All to say, I jumped in to reassure her. “We definitely weren’t kissing in those photos.”
She honked out a really loud laugh—loud enough to get the attention of the whole crowd. Then she stood up—kind of unfurled herself—took a step closer to me, and said, “Yeah. Duh.”
“I was just on his security team,” I said. “We were just trying to keep him from being photographed.”
“Oh my God,” Kennedy said, her voice falsely friendly. “You’re hilarious. You really don’t need to tell me the two of you weren’t kissing.” At first her voice had a high, sweet tone that conveyed a vibe, like I trust my boyfriend. But then she dropped it like an octave and added, “That’s a given.”
Jack stood up. “Kennedy—”
“I mean…” She leaned toward Jack. “Just look at her.”
With that, she looked me over, from head to toe and back again—at a glacial pace that invited everybody else in the crowd to do the same.

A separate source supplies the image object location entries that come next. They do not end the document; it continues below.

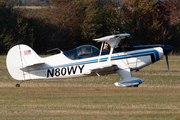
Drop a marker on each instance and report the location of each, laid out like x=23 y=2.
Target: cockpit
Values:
x=83 y=51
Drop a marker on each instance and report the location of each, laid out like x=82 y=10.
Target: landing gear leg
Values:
x=18 y=85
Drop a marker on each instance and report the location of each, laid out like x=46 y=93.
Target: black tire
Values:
x=17 y=85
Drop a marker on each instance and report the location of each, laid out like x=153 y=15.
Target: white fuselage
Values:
x=59 y=66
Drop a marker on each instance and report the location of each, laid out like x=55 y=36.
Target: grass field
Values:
x=158 y=97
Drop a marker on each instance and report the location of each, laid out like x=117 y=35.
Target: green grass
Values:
x=158 y=97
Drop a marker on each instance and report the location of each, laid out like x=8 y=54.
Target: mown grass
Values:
x=94 y=97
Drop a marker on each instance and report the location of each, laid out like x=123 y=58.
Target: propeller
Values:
x=166 y=49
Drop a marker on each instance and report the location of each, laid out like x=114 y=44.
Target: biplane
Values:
x=87 y=60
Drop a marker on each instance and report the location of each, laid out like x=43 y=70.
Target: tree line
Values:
x=66 y=24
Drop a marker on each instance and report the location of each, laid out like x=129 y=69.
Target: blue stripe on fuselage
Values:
x=114 y=57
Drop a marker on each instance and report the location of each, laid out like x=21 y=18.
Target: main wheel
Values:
x=17 y=85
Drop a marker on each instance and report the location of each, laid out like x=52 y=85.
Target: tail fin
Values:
x=19 y=58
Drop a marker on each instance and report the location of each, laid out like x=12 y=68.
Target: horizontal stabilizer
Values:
x=129 y=82
x=112 y=37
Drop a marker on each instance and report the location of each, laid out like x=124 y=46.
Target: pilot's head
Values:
x=83 y=50
x=106 y=47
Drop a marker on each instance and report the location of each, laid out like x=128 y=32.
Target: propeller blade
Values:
x=167 y=62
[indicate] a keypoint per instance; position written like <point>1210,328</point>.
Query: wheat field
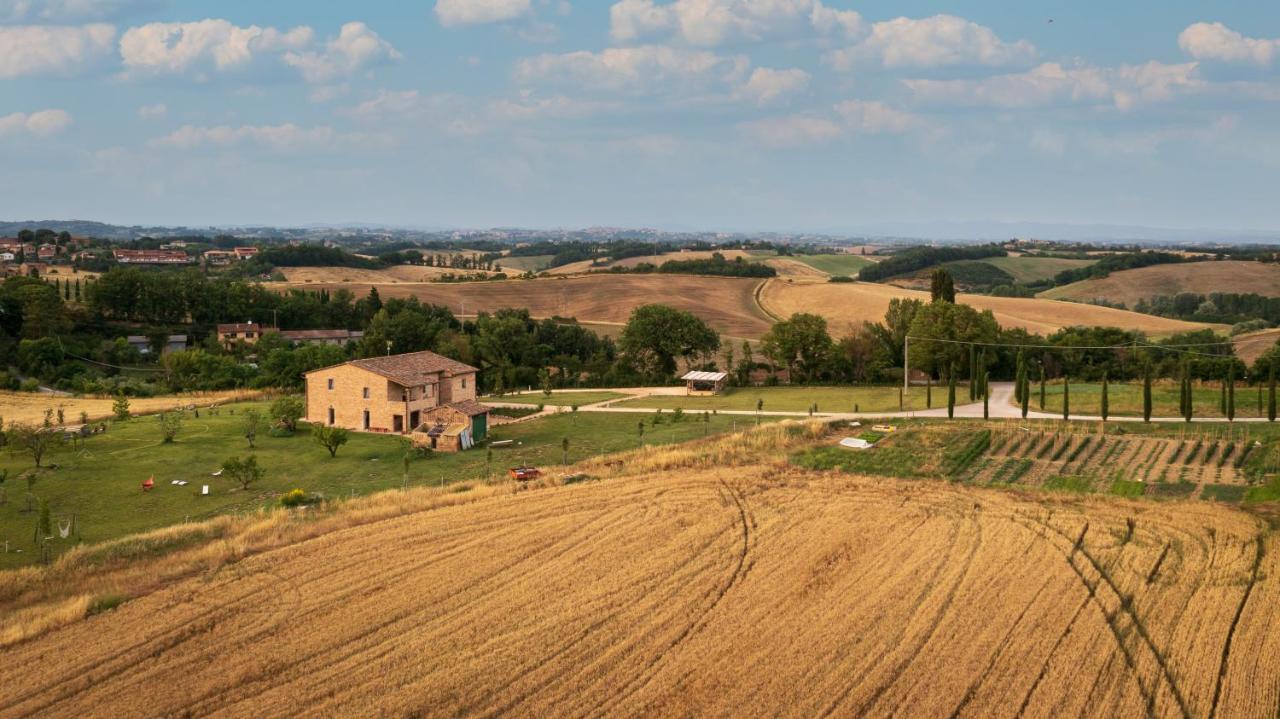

I went positively stiff under the scrutiny. I found myself wondering if this was what rigor mortis felt like.
“I mean, come on,” she said. “Right?”
“Don’t get competitive, Kennedy,” Jack said, in a voice like We’ve talked about this.
“I’m not getting competitive,” Kennedy said. “The internet got competitive. Have you seen all the posts? All the comments?”
“I thought we talked about reading the comments.”
“People are texting me! DMing me! Even my mom wants to know!”
“You know nothing’s real,” Jack said, trying to cajole.
“Nothing’s real, but it’s still insulting.” She steered her eyes back toward me. “I mean,” she went on. “The whole world thinks you chose this”—she gestured at me—“over this”—she put a hand on her hip and lifted her boobs like she was going to set them on a shelf.
Even I had to admit she had a point.